В 1453 году пала наконец столица Византии. Взяв Константинополь и утвердив свою власть на всем Балканском полуострове, султан Мухаммед II (1451-1481) предоставил евреям, как и христианам, все гражданские права, допустимые для иноверцев в мусульманском государстве. Еврейский летописец из выдвинувшейся тогда семьи Капсали изображает это событие в библейском стиле: «Султан кликнул клич и разослал письма по всему своему царству: Бог повелел мне позаботиться о его народе, потомстве Авраама и Якова. Кто из вас желает, пусть с Божией помощью подымется и придет в Константину (Константинополь), мой престольный город. Селитесь в этой стране, торгуйте в ней и владейте землей.
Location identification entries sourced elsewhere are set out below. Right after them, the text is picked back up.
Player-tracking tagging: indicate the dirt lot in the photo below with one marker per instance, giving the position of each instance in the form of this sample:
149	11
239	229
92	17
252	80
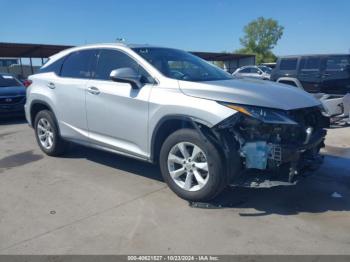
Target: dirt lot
92	202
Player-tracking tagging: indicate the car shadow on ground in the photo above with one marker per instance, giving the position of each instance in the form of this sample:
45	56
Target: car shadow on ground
316	193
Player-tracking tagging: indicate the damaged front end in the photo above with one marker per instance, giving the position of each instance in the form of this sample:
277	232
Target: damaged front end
284	143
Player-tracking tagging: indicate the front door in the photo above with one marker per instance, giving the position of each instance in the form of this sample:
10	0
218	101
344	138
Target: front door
69	94
117	114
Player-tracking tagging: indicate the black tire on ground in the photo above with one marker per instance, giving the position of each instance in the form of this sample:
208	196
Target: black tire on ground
59	145
217	178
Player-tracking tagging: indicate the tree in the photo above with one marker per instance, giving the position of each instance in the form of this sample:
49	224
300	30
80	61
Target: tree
261	36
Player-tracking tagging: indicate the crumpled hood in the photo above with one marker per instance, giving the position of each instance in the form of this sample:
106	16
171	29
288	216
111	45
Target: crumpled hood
12	91
253	92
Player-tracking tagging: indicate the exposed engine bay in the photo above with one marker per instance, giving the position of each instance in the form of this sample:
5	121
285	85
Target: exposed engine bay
284	147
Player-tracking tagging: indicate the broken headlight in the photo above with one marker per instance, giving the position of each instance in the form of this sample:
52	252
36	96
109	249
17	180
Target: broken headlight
266	115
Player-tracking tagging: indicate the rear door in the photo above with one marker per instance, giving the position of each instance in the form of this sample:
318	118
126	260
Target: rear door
117	114
69	94
310	73
336	76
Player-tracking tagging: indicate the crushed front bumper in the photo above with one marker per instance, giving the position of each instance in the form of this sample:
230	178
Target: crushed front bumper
282	150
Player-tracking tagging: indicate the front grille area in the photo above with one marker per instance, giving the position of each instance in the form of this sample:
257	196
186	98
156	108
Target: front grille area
309	117
12	100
И собрались евреи из всех городов Тогармы (Турции), близких и далеких, и увеличилась община в Константине на тысячи и десятки тысяч... И поставил султан три кресла в царском диване (государственном совете): одно для исмаелитского муфтия, другое для греческого патрика (патриарха), третье для еврейского раввина, чтобы каждая народность управлялась своими вождями. Над евреями поставлен был главой старый раввин Моисей Капсали. Его кресло стояло в царском диване рядом с креслом муфтия, и он был любимцем султана». Это признание еврейского представительства в высшем государственном учреждении является особенностью нового строя Оттоманской империи. Десятью веками раньше из христианского Константинополя исходил декрет об упразднении еврейского патриархата в Палестине, а в кодексе, носившем имя автора этого декрета (Феодосия II), были увековечены все тяжелые ограничения гражданских прав евреев. Теперь совершилось обратное. Снова, как некогда арабы в Испании, мусульмане дали свободу порабощенным евреям. Еврейские общины в Константинополе и других городах Турции быстро пополнялись притоком переселенцев из западных стран, где тогда шли сплошные гонения на евреев.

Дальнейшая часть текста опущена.